Design: the semantic query layer (scoping boundary)
Status: reviewed design spike (SF.6). Specifies the mechanism SF.7 builds; this document contains no production behavior, only the design, the threat model, and the adversarial test plan SF.7 must pass.
Risk tier: catastrophic. The semantic query layer is the tenant-then-RBAC scoping boundary that the AI reasoning layer (Epoch 19b), the externally reachable MCP server, the developer self-service portal, and compliance reporting all route through. A single scoping defect here is a cross-tenant disclosure across every consumer at once — the same blast radius as the signer. It is therefore designed before it is built, like the signer (S1.3/S1.4) and the SSH trust rewrite (S13.2).
1. Purpose and position
trstctl's queryable state lives on four surfaces:
- the event / audit log (NATS JetStream; the AN-2 source of truth);
- the credential graph (F21; relationships between owners, identities, certificates, issuers, hosts);
- the cert / secret inventory (the Postgres read model projected from the log);
- the CBOM (F52; the cryptographic bill of materials from discovery).
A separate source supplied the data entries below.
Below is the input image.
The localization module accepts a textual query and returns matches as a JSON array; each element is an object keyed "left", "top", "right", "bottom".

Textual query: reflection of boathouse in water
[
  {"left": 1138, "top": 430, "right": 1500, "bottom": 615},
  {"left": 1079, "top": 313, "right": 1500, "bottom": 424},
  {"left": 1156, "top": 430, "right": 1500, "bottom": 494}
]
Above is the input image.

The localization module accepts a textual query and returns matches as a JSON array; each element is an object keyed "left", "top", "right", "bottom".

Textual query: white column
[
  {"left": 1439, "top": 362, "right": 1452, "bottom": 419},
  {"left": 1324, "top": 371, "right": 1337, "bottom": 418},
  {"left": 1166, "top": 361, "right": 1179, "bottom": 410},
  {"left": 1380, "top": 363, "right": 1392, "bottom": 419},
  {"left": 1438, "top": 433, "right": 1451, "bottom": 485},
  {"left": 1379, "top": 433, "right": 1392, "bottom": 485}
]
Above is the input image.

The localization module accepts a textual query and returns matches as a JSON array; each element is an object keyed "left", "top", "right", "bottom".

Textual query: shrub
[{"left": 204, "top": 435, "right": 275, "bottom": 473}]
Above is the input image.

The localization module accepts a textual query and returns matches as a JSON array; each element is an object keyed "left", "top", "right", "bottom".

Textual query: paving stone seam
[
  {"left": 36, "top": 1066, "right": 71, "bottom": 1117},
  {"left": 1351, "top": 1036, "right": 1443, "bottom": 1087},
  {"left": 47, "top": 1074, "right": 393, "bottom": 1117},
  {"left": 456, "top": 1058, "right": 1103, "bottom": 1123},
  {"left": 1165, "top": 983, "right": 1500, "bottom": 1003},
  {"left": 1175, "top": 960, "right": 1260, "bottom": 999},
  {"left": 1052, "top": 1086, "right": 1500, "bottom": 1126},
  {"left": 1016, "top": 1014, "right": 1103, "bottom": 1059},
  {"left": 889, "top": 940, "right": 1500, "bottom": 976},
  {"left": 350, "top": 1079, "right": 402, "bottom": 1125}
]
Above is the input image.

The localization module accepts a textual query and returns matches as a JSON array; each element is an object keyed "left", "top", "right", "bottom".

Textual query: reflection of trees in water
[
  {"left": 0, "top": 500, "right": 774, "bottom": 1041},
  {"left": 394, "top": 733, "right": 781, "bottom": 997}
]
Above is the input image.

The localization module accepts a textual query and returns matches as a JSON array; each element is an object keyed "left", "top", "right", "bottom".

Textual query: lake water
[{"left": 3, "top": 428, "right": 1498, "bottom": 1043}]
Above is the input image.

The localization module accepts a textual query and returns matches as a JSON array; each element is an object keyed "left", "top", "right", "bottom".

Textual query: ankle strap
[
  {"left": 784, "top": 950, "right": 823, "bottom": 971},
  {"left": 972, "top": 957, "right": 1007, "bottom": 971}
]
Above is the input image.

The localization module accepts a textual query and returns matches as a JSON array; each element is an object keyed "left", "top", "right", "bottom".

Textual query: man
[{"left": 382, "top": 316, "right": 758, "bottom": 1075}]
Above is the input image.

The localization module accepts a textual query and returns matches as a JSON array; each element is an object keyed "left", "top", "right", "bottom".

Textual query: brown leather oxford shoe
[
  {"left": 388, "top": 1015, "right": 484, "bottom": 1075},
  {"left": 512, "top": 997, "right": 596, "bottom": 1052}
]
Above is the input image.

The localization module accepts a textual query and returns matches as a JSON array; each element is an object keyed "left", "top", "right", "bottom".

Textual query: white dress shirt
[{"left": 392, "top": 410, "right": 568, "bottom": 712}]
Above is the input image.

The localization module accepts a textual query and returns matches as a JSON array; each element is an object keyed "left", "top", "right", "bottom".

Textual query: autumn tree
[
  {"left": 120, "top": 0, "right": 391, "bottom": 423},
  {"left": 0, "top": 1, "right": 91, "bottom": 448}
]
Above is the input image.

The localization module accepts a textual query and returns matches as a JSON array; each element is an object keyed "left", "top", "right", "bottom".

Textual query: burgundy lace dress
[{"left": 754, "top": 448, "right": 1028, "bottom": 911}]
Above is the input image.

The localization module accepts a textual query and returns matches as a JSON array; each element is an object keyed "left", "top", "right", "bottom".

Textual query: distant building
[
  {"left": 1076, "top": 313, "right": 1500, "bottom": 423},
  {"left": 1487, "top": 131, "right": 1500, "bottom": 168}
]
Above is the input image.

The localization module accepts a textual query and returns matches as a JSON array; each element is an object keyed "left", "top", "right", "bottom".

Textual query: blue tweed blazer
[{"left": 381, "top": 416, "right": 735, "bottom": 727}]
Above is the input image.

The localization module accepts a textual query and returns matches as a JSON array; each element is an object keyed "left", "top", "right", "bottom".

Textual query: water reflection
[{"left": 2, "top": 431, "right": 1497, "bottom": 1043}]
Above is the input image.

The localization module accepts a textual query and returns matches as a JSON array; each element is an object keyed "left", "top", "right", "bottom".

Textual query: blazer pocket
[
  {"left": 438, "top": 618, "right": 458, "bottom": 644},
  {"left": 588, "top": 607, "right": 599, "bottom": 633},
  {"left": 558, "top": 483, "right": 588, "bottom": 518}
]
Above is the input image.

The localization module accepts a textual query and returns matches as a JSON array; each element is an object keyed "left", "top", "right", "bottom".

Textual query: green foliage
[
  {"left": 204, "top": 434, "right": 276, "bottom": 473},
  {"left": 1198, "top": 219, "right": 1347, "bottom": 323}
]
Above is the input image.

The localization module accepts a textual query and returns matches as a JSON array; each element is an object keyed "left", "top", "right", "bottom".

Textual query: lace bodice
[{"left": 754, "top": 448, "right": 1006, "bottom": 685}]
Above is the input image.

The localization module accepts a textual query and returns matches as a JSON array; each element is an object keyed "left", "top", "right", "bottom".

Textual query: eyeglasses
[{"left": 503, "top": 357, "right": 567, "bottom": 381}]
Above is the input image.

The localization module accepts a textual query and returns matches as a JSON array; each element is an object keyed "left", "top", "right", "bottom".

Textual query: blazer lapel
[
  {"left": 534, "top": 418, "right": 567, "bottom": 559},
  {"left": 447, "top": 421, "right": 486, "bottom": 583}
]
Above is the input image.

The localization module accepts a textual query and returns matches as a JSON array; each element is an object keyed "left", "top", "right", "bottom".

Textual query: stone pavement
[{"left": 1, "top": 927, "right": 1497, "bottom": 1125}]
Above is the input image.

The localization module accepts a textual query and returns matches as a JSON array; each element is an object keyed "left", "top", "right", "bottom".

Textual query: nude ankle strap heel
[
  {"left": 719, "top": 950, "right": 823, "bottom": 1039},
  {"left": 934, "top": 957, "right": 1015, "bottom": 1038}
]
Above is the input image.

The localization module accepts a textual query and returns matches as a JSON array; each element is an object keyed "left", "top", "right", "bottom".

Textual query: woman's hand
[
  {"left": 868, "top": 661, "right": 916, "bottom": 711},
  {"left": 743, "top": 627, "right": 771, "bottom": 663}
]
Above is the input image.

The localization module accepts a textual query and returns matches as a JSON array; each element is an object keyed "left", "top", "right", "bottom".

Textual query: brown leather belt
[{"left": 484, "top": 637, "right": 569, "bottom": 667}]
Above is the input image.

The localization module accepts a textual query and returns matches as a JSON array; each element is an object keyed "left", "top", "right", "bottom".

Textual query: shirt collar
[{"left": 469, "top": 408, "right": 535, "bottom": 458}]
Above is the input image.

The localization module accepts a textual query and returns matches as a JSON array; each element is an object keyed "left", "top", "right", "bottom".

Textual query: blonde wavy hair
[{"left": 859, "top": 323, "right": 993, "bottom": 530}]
The semantic query layer is one internal, read-only API that joins across these surfaces with tenant-then-RBAC scoping enforced by construction, so a query physically cannot return data the caller is not entitled to. Downstream consumers inherit the boundary for free and are never trusted to self-censor.
It sits on top of the existing guarantees, never beside them:
- AN-1 (RLS is the floor). Every read executes inside a tenant-scoped
transaction (
store.WithTenant), so PostgreSQL row-level security confines it to one tenant in the database itself. The query layer composes RBAC scope on top of that floor; it never replaces or bypasses it. - AN-2 (reads are projections). The layer reads the projected read model and the log; it returns results consistent with a known projection offset and never fabricates state outside the event-sourced model.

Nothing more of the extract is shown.